Paavo Järvi recently conducted the Staatskapelle Berlin, receiving a glowing review from the Berliner Zeitung. He returns in May to conduct the Berlin Philharmonic in three concerts concerts featuring Schumann’s Overture, Scherzo and Finale in E Major, Prokofiev’s Concerto No. 2 in G minor and Shostakovich’s Symphony No. 1 in F minor. The soloist is Yuja Wang.

“It really is a bit odd that Paavo Järvi’s name hasn’t been taken up at all in connection to Simon Rattle’s successor at the Philharmonic. The conductor has, until now, seldom appeared as a guest conductor with the orchestra and only as recently as two years ago was he re-invited to perform with them after a long gap. Perhaps Järvi comes across as too unpretentious, too musical; possibly because everything seems a little bit too easy to him. He sparks the public with reliable enthusiasm; and he has an extremely wide repertoire from almost all eras, which he serves with exceptionally good taste.”

“This is what was experienced at Monday’s wonderful concert in the Philharmonie with the Staatskapelle. Järvi’s clarity and the orchestra’s silkily soft sound – these complemented the evening beautifully … Mozart’s G Major Piano Concerto (with Maria Joao Pires as soloist) feather-lightly performed, with such noble, almost tender restraint like one hardly ever hears from this powerful ensemble … Opening the concert was Olivier Messiaens’ early orchestral work “Le Tombeau resplendissant” which the composer wrote in memory of the early death of his mother. A work, with which the conductor Paavo Järvi could prepare the Staatskapelle for what followed: the gentleness of the mystically glowing passages which recurred in the piano concerto and the uncharacteristically rough opening of the Messiaen which lead to Schumann’s Spring Symphony after the interval.

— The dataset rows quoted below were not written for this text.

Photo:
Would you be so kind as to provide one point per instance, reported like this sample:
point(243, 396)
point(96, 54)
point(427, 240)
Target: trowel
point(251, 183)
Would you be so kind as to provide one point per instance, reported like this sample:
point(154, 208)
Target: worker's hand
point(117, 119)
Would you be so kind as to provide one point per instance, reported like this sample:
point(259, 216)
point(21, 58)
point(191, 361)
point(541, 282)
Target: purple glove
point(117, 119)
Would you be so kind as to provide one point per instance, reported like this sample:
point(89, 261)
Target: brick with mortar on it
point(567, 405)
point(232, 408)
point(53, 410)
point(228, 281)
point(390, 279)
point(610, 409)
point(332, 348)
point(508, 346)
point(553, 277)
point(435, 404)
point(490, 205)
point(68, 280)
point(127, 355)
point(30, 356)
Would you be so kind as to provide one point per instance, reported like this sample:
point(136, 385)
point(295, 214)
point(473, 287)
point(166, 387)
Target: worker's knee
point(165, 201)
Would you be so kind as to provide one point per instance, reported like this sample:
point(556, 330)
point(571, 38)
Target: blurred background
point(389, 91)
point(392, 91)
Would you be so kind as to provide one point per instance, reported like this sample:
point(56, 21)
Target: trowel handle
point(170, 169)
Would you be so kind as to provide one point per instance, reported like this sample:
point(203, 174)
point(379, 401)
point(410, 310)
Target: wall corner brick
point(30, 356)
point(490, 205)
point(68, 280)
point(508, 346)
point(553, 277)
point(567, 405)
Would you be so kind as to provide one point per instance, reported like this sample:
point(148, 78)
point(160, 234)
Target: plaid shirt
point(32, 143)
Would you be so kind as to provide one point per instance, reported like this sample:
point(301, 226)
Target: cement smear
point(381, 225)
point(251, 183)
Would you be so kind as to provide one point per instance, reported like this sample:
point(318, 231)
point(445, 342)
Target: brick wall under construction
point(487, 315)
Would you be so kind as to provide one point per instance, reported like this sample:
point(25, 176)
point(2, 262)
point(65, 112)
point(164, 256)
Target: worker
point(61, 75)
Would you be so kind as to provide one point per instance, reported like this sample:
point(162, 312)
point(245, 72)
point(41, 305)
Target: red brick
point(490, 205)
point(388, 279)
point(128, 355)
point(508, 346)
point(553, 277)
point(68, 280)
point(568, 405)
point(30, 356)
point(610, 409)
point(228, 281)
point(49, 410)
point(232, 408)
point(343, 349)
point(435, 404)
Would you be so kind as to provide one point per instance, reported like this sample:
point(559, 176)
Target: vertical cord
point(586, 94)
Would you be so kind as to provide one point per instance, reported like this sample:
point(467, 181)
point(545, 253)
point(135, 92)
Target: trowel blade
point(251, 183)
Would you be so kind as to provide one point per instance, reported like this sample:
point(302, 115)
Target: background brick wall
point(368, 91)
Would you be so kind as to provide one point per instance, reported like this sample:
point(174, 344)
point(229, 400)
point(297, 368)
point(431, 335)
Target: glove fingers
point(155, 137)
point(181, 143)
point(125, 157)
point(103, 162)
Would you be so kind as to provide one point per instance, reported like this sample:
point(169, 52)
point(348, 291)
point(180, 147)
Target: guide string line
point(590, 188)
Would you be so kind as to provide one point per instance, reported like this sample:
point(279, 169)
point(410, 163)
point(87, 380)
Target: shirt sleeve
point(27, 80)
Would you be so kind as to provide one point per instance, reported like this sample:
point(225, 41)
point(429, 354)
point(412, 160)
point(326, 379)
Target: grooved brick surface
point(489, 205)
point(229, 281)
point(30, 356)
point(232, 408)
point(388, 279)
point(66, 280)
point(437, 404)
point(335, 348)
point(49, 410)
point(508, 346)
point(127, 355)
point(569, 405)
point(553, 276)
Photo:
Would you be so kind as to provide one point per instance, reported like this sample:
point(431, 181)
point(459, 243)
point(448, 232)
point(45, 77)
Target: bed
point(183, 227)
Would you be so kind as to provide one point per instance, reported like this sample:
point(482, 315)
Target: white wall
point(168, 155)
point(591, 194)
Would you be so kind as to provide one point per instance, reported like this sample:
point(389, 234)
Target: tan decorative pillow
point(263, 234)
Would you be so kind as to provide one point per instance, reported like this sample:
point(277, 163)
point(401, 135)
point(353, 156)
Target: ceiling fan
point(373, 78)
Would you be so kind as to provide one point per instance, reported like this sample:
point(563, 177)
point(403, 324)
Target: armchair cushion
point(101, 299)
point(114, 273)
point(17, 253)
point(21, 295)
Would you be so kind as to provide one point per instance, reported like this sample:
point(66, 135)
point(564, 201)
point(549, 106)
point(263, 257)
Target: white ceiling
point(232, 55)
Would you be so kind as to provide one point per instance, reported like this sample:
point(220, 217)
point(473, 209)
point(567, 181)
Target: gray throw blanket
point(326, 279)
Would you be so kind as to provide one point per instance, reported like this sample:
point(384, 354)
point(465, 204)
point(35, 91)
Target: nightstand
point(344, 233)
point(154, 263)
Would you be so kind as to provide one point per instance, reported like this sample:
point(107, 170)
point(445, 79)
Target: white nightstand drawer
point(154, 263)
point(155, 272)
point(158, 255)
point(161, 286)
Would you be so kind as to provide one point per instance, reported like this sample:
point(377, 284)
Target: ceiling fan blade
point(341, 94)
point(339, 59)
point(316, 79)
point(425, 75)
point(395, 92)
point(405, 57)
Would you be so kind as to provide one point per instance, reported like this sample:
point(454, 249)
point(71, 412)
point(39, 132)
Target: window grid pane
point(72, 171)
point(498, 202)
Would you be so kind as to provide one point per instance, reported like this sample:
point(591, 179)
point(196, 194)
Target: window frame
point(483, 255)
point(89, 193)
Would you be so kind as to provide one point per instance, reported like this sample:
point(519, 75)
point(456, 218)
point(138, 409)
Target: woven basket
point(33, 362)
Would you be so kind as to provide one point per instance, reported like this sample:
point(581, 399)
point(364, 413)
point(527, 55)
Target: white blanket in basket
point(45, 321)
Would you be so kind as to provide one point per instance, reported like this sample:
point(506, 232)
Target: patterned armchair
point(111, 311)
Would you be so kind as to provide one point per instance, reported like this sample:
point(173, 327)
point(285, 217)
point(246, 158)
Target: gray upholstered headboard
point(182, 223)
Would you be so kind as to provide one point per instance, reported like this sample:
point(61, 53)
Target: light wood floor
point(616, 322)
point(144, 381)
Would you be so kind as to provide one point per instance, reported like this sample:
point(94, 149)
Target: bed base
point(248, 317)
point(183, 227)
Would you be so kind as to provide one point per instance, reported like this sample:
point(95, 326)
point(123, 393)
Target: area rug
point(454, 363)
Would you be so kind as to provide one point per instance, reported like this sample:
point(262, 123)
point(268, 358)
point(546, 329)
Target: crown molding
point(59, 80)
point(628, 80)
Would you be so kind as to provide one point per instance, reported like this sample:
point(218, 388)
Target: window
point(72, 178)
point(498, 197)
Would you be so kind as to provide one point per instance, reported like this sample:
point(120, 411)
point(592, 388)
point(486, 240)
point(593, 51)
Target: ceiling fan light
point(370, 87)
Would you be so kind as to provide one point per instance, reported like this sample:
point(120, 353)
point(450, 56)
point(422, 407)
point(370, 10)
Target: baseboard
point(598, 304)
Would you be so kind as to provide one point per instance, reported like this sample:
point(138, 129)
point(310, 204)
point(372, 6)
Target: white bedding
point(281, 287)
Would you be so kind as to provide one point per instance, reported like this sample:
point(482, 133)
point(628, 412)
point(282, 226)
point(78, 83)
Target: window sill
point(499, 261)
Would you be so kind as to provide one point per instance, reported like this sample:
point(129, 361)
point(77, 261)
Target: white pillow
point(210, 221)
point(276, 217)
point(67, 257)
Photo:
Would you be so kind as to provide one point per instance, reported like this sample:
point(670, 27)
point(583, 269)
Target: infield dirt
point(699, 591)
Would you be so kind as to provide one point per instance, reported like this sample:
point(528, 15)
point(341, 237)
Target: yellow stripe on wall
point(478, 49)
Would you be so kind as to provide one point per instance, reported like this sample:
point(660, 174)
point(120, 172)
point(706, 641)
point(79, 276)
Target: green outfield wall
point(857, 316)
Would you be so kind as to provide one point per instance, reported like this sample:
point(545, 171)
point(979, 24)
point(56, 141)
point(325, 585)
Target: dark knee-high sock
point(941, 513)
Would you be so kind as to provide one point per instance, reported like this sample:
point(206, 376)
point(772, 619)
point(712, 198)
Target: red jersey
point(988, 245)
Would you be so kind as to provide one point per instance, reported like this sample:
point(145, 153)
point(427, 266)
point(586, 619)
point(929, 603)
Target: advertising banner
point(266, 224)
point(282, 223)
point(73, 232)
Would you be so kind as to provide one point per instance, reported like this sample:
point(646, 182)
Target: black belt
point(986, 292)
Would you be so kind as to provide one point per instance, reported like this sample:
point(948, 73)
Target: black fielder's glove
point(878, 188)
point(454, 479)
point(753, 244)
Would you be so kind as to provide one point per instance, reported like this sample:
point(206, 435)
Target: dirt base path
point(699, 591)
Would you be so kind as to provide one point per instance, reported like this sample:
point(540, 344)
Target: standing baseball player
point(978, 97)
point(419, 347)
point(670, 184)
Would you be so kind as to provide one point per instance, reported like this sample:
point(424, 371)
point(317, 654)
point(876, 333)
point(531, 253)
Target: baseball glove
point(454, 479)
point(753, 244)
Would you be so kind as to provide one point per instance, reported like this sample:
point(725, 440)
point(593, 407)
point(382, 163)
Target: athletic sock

“In recent years Järvi has extensively worked on the Schumann Symphonies which he performed as a cycle with the Deutsche Kammerphilharmonie, of which he has been the director for 10 years: this familiarity with the score is felt in every note. Järvi conducts this first symphony resolutely as a work of joyous abandon. Hefty dialogues between the string groups, a lost dream in the slow movement, slapstick humour in the finale– with Paavo Järvi it all sounds so vibrant and colourful, that one looks back on September’s parlous Schumann – Brahms cycle and thinks: I would also really like to hear this with the Philharmonic.”